Ein Baum war es besonders, der den jungen Leuten als ganz fremd sogleich in die Augen fiel. Von schlankem, auffallend hohem Stamm, mit verhältnismäßig wenigen schwertförmigen Blättern, trug er hellrote, große Blumen und mit einer hölzernen Schale umgebene Früchte von der Größe eines Kopfes. Der Höhe wegen ließ sich Deutlicheres nicht erkennen, nur soviel stand fest, daß man diesem Baume noch nie vorher begegnet war.

„Das sind Durianen,“ erklärte Bassar, der älteste der Führer. „Die Zibetkatzen essen ihre Früchte.“

„Und die Eingebornen nicht?“

Eine unverkennbare Gebärde des Abscheues beantwortete diese Frage. Holm lächelte. Er wußte, daß die Frucht einen feinen, ausgezeichneten Wohlgeschmack besitzt, der aber nach dem sonderbaren Willen der Natur von einem entsetzlichen üblen Geruch gleichsam umhüllt ist und daher durch einen einzigen gründlichen Forscher, den Engländer Wallace, erst festgestellt wurde.
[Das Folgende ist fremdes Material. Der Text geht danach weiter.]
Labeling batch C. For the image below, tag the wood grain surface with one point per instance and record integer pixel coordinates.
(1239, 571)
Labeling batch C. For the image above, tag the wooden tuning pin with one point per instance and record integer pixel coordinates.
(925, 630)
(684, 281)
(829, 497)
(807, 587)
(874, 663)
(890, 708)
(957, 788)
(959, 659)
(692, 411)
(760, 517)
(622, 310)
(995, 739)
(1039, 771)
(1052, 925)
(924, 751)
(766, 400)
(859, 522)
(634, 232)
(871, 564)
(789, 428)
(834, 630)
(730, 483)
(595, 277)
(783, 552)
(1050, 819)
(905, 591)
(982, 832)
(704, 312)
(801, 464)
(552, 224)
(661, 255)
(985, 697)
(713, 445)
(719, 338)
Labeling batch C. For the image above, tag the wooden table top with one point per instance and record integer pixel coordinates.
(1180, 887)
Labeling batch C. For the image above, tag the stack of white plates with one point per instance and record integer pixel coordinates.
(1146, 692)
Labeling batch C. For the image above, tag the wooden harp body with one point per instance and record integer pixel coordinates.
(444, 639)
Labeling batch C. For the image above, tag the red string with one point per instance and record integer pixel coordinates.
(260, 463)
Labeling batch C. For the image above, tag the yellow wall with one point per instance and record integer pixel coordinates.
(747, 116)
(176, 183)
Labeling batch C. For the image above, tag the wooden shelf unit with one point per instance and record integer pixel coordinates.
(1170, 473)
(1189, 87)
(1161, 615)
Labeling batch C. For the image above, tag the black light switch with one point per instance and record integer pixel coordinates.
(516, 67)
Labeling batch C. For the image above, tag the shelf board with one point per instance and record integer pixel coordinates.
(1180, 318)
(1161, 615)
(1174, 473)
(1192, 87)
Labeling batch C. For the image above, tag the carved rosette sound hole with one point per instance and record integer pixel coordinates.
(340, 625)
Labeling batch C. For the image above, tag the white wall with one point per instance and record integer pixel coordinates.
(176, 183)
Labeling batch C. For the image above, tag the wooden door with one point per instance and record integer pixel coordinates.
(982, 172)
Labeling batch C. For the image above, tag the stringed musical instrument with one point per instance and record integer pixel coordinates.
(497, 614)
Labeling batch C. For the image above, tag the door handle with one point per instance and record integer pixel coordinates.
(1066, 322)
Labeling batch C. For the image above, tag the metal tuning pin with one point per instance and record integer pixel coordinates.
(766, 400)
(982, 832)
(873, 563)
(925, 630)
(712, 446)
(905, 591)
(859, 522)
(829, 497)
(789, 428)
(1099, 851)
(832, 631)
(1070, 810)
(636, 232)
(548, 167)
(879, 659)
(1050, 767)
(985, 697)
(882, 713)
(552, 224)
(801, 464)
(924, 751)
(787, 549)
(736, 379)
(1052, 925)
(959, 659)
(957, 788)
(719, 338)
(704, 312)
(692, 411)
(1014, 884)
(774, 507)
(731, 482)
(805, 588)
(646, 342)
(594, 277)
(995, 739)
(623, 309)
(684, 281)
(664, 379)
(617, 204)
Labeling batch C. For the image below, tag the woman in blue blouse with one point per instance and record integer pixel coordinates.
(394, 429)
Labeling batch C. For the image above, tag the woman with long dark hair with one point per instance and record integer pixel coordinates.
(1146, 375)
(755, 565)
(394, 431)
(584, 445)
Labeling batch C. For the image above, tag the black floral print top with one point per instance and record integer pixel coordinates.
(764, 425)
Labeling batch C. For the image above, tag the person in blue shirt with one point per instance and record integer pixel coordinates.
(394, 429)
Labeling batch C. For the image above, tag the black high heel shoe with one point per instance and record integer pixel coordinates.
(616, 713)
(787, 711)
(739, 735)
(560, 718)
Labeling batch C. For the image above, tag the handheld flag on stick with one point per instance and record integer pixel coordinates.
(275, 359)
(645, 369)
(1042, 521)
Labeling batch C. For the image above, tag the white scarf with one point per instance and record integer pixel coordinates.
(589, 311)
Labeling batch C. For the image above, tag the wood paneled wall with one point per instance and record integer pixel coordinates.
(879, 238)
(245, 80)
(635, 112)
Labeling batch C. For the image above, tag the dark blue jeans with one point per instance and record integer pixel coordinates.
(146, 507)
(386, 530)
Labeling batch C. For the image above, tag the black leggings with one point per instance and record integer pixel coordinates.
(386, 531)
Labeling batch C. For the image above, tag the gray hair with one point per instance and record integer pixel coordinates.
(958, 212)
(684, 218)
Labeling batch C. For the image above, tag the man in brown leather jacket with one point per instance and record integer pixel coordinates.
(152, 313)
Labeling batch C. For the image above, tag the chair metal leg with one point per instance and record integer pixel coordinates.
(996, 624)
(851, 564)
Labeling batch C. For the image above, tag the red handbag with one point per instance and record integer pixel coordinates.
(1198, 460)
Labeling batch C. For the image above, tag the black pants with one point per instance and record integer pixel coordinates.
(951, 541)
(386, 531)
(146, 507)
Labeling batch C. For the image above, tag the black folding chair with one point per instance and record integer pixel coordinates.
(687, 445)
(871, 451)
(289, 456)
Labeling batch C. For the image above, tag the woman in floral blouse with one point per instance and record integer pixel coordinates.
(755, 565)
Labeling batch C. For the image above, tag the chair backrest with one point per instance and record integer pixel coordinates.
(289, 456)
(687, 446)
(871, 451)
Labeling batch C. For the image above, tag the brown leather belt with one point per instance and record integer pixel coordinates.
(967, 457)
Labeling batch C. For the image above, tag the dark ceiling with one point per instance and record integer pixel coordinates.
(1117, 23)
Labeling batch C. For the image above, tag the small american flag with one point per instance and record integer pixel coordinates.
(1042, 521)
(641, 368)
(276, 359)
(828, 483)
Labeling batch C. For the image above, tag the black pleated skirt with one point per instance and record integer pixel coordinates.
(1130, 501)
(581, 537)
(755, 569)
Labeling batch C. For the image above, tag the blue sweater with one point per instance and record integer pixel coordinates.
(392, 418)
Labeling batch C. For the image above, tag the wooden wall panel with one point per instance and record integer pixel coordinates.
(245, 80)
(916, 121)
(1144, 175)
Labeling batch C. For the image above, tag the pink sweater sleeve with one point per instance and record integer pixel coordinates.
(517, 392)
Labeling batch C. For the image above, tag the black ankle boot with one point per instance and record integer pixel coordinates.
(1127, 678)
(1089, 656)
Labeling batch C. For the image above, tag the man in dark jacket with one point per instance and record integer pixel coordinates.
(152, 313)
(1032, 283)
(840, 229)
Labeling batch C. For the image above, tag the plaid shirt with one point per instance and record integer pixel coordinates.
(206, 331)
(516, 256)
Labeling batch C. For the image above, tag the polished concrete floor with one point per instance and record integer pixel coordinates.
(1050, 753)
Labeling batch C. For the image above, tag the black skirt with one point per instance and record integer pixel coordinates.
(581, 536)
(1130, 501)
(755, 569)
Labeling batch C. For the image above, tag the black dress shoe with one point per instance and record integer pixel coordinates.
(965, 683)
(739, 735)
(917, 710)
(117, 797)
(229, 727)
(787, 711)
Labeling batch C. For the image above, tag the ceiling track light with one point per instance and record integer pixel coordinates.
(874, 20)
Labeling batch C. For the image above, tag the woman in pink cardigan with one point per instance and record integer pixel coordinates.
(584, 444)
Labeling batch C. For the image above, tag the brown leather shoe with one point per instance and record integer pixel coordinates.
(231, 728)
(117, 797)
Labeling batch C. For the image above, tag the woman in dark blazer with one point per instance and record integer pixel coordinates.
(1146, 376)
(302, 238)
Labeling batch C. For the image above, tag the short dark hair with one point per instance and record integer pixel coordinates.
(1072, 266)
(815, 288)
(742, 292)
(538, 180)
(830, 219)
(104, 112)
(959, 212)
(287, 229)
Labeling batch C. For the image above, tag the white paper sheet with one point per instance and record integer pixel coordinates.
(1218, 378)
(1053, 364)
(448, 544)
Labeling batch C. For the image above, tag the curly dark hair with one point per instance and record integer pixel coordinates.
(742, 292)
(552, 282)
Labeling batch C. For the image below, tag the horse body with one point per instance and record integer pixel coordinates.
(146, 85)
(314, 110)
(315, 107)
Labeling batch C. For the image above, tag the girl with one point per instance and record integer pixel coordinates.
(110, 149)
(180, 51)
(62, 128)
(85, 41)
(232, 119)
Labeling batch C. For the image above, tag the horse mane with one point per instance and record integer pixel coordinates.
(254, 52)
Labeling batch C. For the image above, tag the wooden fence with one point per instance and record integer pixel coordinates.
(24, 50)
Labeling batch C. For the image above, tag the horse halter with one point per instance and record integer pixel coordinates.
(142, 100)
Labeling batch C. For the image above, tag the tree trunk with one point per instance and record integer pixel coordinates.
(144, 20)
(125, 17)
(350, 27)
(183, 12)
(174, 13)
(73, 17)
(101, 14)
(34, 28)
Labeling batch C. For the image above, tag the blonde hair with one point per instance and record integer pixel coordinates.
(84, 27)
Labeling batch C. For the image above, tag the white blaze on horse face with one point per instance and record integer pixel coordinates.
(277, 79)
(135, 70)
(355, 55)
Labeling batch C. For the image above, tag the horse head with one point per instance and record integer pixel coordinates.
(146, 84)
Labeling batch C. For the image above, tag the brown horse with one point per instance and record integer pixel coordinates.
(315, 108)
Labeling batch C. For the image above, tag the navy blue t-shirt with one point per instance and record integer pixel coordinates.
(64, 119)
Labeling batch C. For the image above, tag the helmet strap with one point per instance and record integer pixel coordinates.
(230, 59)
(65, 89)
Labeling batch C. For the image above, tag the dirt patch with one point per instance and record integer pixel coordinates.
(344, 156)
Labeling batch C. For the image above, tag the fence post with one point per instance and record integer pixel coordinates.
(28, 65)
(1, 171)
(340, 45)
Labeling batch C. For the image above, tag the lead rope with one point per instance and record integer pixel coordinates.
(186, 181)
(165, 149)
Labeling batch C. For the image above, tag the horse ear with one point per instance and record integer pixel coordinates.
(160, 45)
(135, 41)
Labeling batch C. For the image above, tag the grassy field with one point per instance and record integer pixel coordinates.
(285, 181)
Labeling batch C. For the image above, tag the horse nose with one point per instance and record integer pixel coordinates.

„Wir wollen doch die Durianen probieren,“ erklärte er.

Die kleine Gesellschaft machte also Halt, obwohl auf den Rat der Malaien in respektvoller Entfernung, um nicht etwa von einer fallenden Frucht dieses seltsamen Baumes erschlagen zu werden, dann kletterten Bassars Söhne wie die Katzen an dem schlanken, astlosen Stamm hinauf und brachten den Weißen mehrere reife Durianen herunter.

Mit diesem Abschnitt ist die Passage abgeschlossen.